Find more Poetry Friday at Tabatha’s blog, The Opposite of Indifference.

Do you know what a bandicoot is? I didn’t. Neither did my students. We looked at bandicoots for the Wonder of the Week. After we read the page, watched the video, talked about the words, my new little first grader announced, “Now we write a POEM!” After only a few months he knows how my teaching flows. So, of course we did.

One of my colleagues found the poem Benjamin Bandicoot by A.B. “Banjo” Paterson.

If you walk in the bush at night,
In the wonderful silence deep,
By the flickering lantern light
When the birds are all asleep
You may catch a sight of old Skinny-go-root,
Otherwise Benjamin Bandicoot. (Read complete poem here.)

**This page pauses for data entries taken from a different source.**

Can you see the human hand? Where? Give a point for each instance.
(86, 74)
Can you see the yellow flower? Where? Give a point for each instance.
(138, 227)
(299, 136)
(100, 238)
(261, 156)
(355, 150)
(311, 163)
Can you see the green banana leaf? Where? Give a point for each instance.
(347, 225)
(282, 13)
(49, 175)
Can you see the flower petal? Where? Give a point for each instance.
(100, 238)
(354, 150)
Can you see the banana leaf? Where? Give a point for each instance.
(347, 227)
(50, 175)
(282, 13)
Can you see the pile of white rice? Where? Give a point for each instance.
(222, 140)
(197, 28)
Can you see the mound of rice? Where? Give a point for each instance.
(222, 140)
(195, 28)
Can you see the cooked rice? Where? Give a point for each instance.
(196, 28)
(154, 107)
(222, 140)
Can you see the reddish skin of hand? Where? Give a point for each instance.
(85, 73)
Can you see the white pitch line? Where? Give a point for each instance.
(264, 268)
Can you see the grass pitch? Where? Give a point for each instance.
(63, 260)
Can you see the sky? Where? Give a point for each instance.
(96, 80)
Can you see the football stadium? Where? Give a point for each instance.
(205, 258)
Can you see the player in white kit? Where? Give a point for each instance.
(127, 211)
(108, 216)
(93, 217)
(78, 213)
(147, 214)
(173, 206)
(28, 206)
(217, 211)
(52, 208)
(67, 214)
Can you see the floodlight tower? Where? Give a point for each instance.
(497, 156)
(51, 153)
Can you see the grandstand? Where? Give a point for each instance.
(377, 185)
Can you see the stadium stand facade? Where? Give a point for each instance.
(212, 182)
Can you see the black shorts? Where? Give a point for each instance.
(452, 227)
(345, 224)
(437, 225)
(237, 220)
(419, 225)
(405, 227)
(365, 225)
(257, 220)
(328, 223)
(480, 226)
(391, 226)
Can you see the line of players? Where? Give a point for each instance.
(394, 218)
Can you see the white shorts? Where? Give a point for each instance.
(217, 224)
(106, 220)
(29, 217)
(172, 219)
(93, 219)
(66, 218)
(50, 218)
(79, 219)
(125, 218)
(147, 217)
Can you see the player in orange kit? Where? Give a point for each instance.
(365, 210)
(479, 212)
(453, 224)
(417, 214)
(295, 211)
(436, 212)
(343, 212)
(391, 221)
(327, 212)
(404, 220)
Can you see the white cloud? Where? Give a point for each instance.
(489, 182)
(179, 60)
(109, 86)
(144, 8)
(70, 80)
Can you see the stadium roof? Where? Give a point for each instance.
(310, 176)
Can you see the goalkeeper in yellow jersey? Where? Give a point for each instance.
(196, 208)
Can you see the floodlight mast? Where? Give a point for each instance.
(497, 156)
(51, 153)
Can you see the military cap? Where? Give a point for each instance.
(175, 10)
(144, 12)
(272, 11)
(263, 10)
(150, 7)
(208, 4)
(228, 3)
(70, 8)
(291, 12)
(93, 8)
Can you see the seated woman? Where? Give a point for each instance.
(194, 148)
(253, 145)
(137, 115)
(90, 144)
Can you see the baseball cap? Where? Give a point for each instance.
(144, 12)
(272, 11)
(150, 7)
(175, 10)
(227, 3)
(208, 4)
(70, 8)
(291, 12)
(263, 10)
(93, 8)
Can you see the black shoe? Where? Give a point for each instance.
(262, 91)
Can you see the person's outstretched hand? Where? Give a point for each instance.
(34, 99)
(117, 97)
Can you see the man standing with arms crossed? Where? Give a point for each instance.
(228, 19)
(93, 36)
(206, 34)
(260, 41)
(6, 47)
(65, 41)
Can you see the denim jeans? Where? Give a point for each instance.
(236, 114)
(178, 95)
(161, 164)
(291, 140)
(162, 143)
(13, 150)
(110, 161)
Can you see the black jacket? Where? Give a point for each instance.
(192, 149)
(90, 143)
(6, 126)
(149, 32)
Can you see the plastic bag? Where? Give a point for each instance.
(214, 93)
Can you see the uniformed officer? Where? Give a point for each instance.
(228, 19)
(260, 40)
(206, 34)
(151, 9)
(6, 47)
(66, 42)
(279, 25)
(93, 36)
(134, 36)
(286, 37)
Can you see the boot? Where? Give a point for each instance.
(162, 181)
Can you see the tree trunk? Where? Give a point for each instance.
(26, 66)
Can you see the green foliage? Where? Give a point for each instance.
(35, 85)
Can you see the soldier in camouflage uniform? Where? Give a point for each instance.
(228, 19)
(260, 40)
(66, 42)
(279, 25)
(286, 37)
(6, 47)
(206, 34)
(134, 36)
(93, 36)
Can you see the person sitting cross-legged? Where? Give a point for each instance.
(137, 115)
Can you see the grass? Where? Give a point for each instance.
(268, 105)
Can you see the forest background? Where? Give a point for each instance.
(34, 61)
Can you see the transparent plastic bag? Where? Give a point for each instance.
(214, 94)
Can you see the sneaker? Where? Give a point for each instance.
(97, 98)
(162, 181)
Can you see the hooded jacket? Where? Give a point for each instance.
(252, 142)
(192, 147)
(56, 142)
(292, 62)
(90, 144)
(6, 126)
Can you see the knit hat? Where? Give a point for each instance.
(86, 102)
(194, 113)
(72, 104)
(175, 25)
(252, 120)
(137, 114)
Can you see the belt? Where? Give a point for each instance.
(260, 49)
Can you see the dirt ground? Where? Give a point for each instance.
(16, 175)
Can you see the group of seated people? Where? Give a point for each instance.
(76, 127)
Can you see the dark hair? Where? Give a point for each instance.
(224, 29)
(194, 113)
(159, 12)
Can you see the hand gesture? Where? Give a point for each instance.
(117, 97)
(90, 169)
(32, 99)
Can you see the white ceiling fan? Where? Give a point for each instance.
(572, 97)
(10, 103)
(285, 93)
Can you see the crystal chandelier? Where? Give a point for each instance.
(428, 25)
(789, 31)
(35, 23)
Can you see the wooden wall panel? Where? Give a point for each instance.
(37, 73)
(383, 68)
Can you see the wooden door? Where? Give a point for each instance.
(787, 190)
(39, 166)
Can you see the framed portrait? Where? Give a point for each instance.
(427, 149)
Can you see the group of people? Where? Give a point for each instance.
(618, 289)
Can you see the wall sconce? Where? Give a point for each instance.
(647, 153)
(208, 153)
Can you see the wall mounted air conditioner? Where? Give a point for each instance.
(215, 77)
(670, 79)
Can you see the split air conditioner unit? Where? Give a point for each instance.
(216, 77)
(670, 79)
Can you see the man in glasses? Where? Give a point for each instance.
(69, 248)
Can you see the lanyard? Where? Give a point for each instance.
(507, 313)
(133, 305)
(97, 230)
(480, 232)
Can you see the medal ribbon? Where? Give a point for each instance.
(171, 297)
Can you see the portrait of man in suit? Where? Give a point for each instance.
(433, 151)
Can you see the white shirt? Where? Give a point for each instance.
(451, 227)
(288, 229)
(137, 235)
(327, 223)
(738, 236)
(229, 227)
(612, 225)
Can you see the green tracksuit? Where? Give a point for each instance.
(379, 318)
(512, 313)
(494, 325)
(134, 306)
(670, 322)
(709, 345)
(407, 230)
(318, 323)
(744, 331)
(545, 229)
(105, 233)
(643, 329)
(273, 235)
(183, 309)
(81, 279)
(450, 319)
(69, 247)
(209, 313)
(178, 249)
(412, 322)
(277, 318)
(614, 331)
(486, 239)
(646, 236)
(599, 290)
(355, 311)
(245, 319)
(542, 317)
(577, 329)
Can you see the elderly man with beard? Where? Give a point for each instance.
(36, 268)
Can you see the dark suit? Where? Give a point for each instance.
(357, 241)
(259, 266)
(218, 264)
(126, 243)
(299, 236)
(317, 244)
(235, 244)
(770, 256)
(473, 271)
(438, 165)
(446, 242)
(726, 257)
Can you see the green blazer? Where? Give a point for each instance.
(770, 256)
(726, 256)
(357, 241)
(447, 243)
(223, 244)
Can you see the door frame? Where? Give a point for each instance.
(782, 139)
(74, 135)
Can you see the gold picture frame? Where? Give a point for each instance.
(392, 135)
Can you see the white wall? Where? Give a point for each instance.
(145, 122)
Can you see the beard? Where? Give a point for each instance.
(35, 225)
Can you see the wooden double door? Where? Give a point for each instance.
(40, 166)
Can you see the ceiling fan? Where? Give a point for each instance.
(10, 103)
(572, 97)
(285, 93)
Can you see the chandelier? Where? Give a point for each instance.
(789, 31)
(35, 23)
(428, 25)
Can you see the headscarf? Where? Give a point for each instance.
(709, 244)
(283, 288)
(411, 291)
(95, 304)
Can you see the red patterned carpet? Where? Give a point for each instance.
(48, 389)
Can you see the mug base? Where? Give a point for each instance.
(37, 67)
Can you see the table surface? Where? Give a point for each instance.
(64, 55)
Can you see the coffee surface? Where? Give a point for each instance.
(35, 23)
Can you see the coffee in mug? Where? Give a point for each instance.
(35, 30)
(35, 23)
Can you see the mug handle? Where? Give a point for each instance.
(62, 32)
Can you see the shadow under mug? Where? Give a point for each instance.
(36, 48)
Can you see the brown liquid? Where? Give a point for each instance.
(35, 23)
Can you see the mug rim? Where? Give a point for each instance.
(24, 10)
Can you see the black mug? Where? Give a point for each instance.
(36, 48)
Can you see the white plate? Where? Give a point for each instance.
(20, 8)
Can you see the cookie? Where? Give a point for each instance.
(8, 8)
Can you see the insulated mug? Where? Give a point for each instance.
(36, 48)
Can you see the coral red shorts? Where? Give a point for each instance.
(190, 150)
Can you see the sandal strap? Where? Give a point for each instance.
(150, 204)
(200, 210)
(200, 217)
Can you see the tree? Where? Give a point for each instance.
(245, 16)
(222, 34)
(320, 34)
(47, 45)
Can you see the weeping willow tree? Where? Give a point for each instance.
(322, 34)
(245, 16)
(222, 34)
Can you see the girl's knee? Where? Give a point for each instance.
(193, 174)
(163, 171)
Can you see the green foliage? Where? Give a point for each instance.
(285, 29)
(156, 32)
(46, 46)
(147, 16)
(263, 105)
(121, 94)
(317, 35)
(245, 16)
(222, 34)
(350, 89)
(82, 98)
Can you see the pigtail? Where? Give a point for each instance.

I asked my students to use alliteration in their titles and use at least 3 facts in their poems. I wrote, too, and settled for the acrostic form. It took me all day to write. Acrostics are not as easy as they look.

Australian marsupial
Nesting in a pile of leaves
Darkness cloaks
Insects are a delectable snack.
Creature with a ratty tail
Outback wanderer
Over land forager
Terrified of a bush fire,
Busy Bandicoot skedaddles.

Kielan worked more than a day on her poem and even created an Animoto video with it. I love her title, Banjo Boomsnicker Bandicoot.